Chegue a trocar correspondências por um longo e entusiástico período com um amigo. Nelas falávamos sobre o que a vida nos proporcionou até aqui. Algumas vezes contávamos um ao outro sobre como estava o nosso dia, de uma forma poética, para tentar amenizar essa porra-louquice que é a vida. Pensamos em publicar um livro com os relatos que indagávamos, mas ele tem uma vida corrida, e eu quis imitá-lo, acabamos deixando essa ideia de lado.

Lembro que numa das cartas perguntou como se tira uma camisa, que é uma metáfora para se desvincular dos dogmas que outorgamos e aderimos por incontingência. Eu respondi que tirar a camisa precisa-se de cuidado, pois há pessoas que não têm considerações sobre o que há guardado em nós, aquilo que levamos no íntimo.

Nisso, eu disse também que certa vez fui comprar roupas para renovar o armário, quando percebi que estava numa loja cujo estilo era para homens acima de quarenta anos. Eu estava no meio daqueles homens do qual tinha aparência de ter filhos e carreira promissora. Até que, a certa altura da carta, indaguei: por qual motivo optei, diante de tantos estilos e gostos, vestir-se como um homem que usa suéter?
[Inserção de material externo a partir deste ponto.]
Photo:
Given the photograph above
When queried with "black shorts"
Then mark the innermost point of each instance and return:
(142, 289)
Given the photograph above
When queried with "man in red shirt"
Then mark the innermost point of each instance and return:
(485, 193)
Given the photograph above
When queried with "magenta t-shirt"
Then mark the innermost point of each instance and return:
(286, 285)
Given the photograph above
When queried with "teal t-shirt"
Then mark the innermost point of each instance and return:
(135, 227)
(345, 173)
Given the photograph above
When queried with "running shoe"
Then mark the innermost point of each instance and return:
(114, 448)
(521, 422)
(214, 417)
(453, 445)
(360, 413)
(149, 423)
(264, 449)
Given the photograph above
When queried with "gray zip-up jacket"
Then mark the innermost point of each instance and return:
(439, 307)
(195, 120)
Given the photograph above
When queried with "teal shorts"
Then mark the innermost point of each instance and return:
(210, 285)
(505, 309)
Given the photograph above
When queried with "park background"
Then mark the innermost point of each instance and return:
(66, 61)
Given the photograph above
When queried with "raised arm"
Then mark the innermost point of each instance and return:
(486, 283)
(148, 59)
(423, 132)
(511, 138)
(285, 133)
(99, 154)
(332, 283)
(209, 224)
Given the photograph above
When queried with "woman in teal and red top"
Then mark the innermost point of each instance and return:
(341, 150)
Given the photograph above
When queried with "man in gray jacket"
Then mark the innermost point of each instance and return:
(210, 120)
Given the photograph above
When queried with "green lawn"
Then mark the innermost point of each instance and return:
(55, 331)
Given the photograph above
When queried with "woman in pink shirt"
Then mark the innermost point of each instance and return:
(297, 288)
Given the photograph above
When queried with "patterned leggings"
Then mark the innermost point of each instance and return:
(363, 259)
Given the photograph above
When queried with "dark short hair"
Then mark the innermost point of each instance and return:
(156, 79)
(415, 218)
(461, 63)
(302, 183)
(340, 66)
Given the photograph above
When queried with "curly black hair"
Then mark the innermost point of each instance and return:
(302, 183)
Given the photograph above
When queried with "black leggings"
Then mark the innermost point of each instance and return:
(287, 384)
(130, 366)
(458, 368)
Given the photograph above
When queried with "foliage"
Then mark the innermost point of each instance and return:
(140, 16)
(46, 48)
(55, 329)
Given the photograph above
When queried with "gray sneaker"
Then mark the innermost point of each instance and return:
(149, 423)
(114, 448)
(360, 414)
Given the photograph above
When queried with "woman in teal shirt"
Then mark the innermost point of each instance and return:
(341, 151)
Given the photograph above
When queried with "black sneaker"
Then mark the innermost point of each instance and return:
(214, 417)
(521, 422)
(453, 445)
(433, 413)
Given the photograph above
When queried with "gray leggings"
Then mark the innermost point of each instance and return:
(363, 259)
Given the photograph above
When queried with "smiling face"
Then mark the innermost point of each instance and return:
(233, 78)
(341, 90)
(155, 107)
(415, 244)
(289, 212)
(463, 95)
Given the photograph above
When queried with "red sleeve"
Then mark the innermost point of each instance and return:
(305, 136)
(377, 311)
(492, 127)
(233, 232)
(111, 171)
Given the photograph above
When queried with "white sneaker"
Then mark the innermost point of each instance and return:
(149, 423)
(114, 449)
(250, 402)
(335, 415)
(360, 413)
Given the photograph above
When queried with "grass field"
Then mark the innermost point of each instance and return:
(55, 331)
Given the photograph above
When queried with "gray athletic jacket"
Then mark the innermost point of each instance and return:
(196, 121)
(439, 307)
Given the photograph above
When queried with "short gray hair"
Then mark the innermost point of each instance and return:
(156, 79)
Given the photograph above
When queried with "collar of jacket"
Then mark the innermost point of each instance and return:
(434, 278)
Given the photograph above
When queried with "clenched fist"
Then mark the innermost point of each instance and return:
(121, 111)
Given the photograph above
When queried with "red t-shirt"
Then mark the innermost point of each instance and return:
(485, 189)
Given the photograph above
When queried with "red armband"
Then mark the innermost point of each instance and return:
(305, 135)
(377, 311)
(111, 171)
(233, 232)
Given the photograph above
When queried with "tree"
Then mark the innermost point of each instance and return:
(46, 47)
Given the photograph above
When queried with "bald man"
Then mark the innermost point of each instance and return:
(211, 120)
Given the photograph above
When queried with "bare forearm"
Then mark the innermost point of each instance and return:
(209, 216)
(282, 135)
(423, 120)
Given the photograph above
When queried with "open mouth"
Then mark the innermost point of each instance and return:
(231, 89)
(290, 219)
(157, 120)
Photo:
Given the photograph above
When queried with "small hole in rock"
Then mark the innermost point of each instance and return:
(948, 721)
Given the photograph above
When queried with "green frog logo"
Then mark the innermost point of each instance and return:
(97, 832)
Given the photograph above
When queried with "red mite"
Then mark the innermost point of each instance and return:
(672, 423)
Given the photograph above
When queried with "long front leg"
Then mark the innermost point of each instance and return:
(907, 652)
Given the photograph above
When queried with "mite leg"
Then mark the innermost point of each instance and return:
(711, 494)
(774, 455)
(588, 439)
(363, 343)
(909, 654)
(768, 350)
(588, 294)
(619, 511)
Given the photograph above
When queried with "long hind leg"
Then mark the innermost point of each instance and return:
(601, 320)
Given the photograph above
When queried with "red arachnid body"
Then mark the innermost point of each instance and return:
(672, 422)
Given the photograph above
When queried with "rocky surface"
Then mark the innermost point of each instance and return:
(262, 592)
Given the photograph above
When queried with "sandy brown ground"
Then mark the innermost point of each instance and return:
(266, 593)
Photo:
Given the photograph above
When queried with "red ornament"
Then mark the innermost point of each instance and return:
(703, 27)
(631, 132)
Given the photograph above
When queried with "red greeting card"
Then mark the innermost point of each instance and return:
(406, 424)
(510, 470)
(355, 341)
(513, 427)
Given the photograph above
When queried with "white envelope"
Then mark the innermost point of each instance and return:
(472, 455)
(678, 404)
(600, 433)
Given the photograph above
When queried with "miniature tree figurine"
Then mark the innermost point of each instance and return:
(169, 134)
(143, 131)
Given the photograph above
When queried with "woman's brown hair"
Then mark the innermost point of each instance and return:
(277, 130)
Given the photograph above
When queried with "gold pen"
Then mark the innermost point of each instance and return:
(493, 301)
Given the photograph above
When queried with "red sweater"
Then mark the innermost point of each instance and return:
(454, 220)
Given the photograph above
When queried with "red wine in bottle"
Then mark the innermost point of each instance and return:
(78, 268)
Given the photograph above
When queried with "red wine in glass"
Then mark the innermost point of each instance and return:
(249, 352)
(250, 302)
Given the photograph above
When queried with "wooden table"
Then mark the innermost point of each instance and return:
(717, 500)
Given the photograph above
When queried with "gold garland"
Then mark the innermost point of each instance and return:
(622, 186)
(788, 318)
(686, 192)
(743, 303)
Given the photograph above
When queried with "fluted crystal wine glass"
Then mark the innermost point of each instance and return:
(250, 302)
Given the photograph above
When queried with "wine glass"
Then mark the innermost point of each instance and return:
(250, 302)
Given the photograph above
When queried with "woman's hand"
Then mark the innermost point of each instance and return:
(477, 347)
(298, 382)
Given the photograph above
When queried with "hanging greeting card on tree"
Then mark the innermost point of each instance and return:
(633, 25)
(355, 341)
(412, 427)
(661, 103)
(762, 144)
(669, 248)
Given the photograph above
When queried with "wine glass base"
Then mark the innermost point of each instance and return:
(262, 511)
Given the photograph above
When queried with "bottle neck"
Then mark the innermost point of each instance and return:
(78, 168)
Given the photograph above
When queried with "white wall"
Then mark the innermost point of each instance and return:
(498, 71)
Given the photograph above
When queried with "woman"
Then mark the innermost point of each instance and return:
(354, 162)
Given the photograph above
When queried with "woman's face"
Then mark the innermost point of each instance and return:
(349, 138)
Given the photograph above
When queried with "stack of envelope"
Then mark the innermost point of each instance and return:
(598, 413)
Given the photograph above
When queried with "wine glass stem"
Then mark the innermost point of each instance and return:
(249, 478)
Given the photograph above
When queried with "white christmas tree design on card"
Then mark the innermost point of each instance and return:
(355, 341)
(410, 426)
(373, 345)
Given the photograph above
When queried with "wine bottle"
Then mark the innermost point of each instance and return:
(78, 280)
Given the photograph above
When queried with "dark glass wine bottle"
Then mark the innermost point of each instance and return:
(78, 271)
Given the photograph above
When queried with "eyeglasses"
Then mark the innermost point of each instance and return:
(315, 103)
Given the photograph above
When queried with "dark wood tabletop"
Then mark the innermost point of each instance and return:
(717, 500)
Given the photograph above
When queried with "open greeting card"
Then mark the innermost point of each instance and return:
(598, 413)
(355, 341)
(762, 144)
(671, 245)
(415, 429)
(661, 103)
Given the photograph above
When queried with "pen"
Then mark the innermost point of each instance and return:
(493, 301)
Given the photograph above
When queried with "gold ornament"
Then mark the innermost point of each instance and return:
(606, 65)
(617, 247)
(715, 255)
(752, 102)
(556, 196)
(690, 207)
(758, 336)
Essa era uma das tantas perguntas que me cercava na época, mas não exigi tanto esforço para responder porque logo intui que às vivências que tive formataram minhas escolhas e preferências; enfim, já compreendia que os nossos gostos também são frutos de ensinamentos. Embora não ter levado nada, sai daquela loja querendo colocar um short e uma camiseta regata (nem uso camiseta regata) a fim de tentar desvincular a minha essência exagerada pelo tradicionalismo.

No entanto, hoje compreendo essas minhas oscilações de humores muito mais que tempos atrás. Eu não queria mais transmitir a imagem de homem sério (nem sou sério), eu não queria mais transmitir a imagem de um homem maduro com o rótulo de sensato. Eu almejava o incompreensível, andar pela rua sem que me vissem como um homem que presta solidariedade, que diz bom dia às pessoas. Eu queria mesmo é deixar de ser previsível.

E de lá pra, conheci outro eu que estava na inércia. Expandi minhas possibilidades, levei mais a sério minhas vontades e quebrei o protocolo. Passei a experimentar a vida. Comecei a ir a festas, a baladas — e não porque todos fazem isso, mas porque precisava descobrir o outro eu fora de casa, fora dessa formalidade descabida. Optei por muito tempo seguir a conduta de bom-moço. Até entender que não precisava da permissão de ninguém para ser quem eu sou.  

As pessoas ainda podem confiar em mim, podem confiar em minha palavra. Contínuo responsável como sempre fui. A única diferença é que agora eu quero deixar aquela pessoa previsível e tirar a camisa sem o menor pudor — que ninguém me ouse parar.